Purpose or Pure Pose?

Martin von Broock, Andreas Suchanek

Some 180 CEOs of American corporations issued a shared purpose statement. What value do such declarations of intent have?

“We commit to deliver value to all of [our stakeholders], for the future success of our companies, our communities and our country.” This is the final sentence of the short purpose statement. Put more concisely, the sentence could also be read as: The economy must promote the good of the people. This is also the key message of the Code of Responsible Conduct of Business, published in 2010 and signed by more than 50 decision-makers in German companies, associations, and trade unions that the WCGE helped to bring about. Back then as now, the question is: what is the value of such collective purpose statements?

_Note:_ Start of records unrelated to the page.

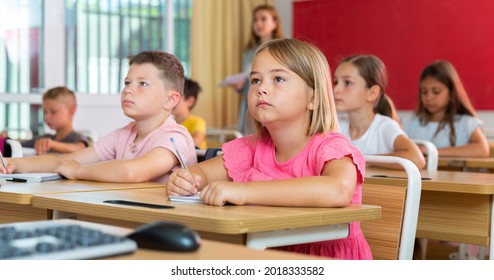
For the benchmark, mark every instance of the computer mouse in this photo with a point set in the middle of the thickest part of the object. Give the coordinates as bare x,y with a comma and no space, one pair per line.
166,236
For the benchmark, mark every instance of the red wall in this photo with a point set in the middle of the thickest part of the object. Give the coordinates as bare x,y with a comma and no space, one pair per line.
407,35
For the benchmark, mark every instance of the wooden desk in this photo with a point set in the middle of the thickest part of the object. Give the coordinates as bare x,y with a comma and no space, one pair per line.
454,206
257,226
462,163
214,250
16,198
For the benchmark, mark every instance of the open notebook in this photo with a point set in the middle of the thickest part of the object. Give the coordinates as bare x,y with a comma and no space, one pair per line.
30,177
186,198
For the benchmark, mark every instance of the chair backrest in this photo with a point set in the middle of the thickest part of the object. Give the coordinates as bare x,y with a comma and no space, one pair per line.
432,153
216,137
393,236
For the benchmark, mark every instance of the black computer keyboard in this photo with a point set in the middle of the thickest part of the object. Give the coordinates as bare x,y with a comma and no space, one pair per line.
61,239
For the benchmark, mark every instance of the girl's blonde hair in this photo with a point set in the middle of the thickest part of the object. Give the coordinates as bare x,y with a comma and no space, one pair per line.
310,64
277,32
459,103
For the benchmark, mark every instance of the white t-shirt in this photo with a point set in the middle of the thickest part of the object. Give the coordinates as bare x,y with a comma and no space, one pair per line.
379,137
465,125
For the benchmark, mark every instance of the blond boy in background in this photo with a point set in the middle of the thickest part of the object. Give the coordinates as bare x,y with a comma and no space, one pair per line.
59,106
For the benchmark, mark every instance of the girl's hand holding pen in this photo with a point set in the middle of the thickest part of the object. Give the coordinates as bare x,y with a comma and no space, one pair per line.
182,182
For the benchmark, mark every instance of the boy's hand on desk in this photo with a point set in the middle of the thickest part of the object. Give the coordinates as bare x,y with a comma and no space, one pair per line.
182,182
68,169
43,145
221,192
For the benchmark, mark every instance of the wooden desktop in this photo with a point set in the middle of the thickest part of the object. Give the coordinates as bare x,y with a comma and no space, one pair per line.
16,198
255,226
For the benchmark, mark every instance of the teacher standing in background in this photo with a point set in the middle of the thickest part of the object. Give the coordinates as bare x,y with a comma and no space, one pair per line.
266,26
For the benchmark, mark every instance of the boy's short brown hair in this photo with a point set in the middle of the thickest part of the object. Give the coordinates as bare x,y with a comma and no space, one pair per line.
62,94
170,66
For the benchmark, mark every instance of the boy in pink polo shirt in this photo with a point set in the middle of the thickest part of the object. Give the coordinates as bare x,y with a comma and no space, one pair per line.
141,151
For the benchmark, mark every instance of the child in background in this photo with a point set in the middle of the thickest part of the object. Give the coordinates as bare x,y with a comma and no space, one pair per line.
359,85
59,106
140,151
445,115
297,157
194,124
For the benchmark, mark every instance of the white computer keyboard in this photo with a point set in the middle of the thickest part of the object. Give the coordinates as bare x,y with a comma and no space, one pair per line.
60,240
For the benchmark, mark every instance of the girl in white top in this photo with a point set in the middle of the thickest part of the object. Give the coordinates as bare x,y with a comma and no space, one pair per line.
359,85
445,115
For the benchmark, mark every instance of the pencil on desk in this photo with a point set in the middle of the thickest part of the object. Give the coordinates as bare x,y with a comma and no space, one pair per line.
3,161
182,162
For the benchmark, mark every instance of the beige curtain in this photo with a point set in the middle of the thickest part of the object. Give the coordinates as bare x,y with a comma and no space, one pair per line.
220,31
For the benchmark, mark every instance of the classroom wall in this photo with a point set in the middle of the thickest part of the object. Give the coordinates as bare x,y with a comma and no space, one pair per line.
406,35
91,108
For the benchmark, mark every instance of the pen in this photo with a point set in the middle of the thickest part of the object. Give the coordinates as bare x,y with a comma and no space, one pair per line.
20,180
182,162
3,161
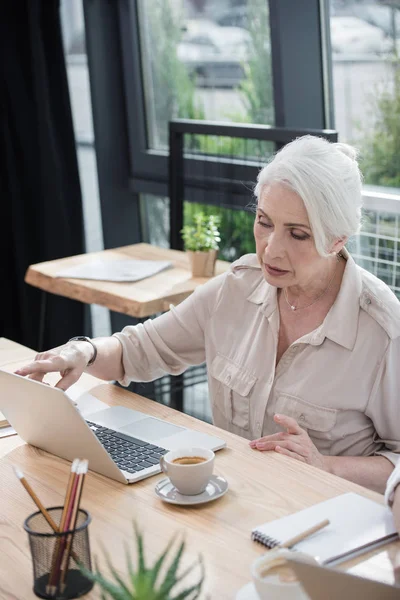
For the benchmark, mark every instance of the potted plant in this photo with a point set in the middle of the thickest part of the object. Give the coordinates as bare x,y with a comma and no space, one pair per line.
201,242
158,582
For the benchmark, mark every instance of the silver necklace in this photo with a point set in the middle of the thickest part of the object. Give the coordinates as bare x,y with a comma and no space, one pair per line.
318,297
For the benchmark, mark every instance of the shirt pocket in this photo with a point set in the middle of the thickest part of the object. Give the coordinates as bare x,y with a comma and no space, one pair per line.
235,385
319,421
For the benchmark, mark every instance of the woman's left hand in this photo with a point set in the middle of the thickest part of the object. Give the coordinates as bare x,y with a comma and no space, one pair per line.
294,442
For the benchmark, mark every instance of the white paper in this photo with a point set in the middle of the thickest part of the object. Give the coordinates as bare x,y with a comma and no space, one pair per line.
116,270
86,403
355,521
7,431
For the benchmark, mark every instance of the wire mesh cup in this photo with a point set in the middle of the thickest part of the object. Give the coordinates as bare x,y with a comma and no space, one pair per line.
57,557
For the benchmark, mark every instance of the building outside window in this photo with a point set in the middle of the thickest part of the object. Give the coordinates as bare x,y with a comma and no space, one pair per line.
365,38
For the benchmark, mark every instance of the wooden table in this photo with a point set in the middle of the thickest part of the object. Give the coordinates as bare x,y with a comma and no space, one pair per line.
262,487
139,299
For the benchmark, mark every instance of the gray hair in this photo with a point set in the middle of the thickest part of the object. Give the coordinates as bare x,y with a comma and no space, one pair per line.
327,178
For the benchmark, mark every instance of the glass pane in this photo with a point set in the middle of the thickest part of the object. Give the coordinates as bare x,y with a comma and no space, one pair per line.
377,250
365,36
205,60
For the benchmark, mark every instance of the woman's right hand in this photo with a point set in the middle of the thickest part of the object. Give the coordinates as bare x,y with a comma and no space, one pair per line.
70,360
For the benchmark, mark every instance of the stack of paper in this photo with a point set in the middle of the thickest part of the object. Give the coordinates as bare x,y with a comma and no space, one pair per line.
3,421
116,270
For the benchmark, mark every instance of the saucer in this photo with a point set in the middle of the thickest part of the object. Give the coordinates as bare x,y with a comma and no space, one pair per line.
247,592
216,487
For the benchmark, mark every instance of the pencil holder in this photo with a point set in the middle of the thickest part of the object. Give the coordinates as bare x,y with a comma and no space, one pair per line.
57,557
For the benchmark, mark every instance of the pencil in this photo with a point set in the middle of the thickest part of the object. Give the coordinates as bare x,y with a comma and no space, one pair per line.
51,587
302,536
83,468
36,500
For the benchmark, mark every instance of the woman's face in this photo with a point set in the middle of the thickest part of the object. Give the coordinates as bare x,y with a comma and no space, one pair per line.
284,243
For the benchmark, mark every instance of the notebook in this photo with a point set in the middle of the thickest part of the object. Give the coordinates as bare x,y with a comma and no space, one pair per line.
357,524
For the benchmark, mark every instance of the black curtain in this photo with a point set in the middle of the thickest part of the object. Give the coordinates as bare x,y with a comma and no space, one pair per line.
41,203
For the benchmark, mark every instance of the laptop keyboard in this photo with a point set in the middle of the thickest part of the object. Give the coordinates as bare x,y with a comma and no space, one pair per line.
129,453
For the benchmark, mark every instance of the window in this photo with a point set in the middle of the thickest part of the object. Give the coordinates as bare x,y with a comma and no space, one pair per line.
204,60
365,37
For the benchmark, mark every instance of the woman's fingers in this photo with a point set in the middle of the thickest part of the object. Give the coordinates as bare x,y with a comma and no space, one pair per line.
290,444
68,379
37,377
275,437
289,453
42,366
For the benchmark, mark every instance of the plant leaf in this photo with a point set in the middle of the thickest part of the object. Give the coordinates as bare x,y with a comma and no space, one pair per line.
116,575
170,577
156,569
139,542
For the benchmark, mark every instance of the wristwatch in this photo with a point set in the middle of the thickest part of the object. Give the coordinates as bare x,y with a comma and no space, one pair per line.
392,483
84,338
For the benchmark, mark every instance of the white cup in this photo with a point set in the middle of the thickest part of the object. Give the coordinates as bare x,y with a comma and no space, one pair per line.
271,575
189,479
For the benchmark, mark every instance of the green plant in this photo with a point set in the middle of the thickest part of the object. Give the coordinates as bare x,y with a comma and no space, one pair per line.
203,235
380,146
158,582
235,227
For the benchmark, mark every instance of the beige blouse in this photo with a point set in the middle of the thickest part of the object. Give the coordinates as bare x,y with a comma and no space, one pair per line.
341,382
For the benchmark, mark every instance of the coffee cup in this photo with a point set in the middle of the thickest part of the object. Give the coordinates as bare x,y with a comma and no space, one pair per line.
273,577
189,469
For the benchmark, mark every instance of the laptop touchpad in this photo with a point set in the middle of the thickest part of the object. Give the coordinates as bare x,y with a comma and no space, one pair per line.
151,429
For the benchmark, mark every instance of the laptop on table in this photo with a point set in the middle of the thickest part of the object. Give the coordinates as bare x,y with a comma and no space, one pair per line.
120,443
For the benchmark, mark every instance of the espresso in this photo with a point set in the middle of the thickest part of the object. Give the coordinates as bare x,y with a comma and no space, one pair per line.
189,460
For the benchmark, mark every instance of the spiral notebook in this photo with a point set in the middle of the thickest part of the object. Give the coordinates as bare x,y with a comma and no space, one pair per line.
357,525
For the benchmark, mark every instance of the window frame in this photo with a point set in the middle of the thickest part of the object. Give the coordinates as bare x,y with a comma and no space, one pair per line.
297,103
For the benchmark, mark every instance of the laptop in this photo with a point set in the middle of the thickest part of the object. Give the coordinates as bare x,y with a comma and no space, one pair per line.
119,442
326,583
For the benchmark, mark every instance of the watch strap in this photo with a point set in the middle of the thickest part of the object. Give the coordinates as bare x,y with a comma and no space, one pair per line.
84,338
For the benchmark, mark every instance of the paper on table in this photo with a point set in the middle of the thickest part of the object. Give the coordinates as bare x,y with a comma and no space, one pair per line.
84,401
3,420
116,270
7,431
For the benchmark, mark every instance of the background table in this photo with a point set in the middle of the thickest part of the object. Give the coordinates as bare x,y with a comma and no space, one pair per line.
262,487
139,299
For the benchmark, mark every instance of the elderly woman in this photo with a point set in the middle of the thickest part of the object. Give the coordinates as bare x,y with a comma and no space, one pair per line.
302,345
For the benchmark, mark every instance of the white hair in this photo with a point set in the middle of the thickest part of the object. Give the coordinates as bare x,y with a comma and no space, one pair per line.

First of all it is worth noting that the Business Roundtable that adhered to the doctrine of shareholder value for the past decades has adopted a new rhetoric. And there is good reason for a shift in their “understanding of the game”: In view of progressing climate change, increasing social disparities, and possible risks linked to digital transformation, a growing number of people, especially in America, seems to view the economic system and the direction in which it is currently heading as part of the problem. As a consequence, calls for more government intervention including a system change have grown louder. To successfully deal with this criticism, corporations will need to cooperate. If they want to preserve their liberty, they need to restrict the use of their liberty where legitimate interests of shareholders are violated in the pursuit of maximizing profits. The shift away from the shareholder focus can be interpreted in this light.

On the other hand, shareholders have voiced their doubts of the published purpose statement. Experts from politics and the science community criticize the initiative as “toothless” because there have not been any concrete ideas for how to implement the principles put forth. “Talk is cheap,” said Adam Seth Litwin, professor at Cornell University. One might add that what costs nothing is worth nothing.

It is now actually up to the corporate world to prove that they attach value to the purpose statement. If the signatories are serious about their intention to build trust and maintain their freedom, it will not suffice to take a pure stance. Their credibility depends on their ability to walk the talk. The value of the statement can be measured by applying the following criterion: To what extent are the signatories willing and prepared to invest into their own trustworthiness? Will they stand behind their principles when it will cost them money? That would mean to actively tackle controversial issues (as done in the above-mentioned Code of Conduct) and manage expectations: If you declare to give up the dominance of the shareholder value principle , you need to convince investors. If you commit to paying your employees a fair wage, you need to take a clear stance in the debate about minimum wage. If you strive to establish fair relationships with your suppliers, you must look beyond national borders. (In this sense, the commitment clearly falls short when it refers to “Americans” and “our country” only).

But the value of the purpose statement does not only depend on what signatories will do. It can also have an impact if stakeholders themselves take initiative and measure CEOs by their word. After all, the presentation of the statement already received a lot of media attention. From now on, the self-selected principles can serve as a yardstick in any staff meeting, shareholder dialog, congressional hearing, and media interview. This will increase pressure put on CEOs to make the commitment voiced in the statement visible in their everyday work. They will have to demonstrate that their words have any value. If they fail, the chances of future trust-building initiatives to succeed would be doomed. And of course, a failed initiative would be grist to the mill of all those who already demand tighter restraints on the economy (from outside) and more. In such a case, the purpose statement would have done a disservice to its original intent.

With that in mind, the value and effect of such initiatives should not be underestimated or negated per se. With the purpose statement, the signatories have raised the bar to a level that they alone cannot control. But they can (and should) demonstrate that their commitment has real value.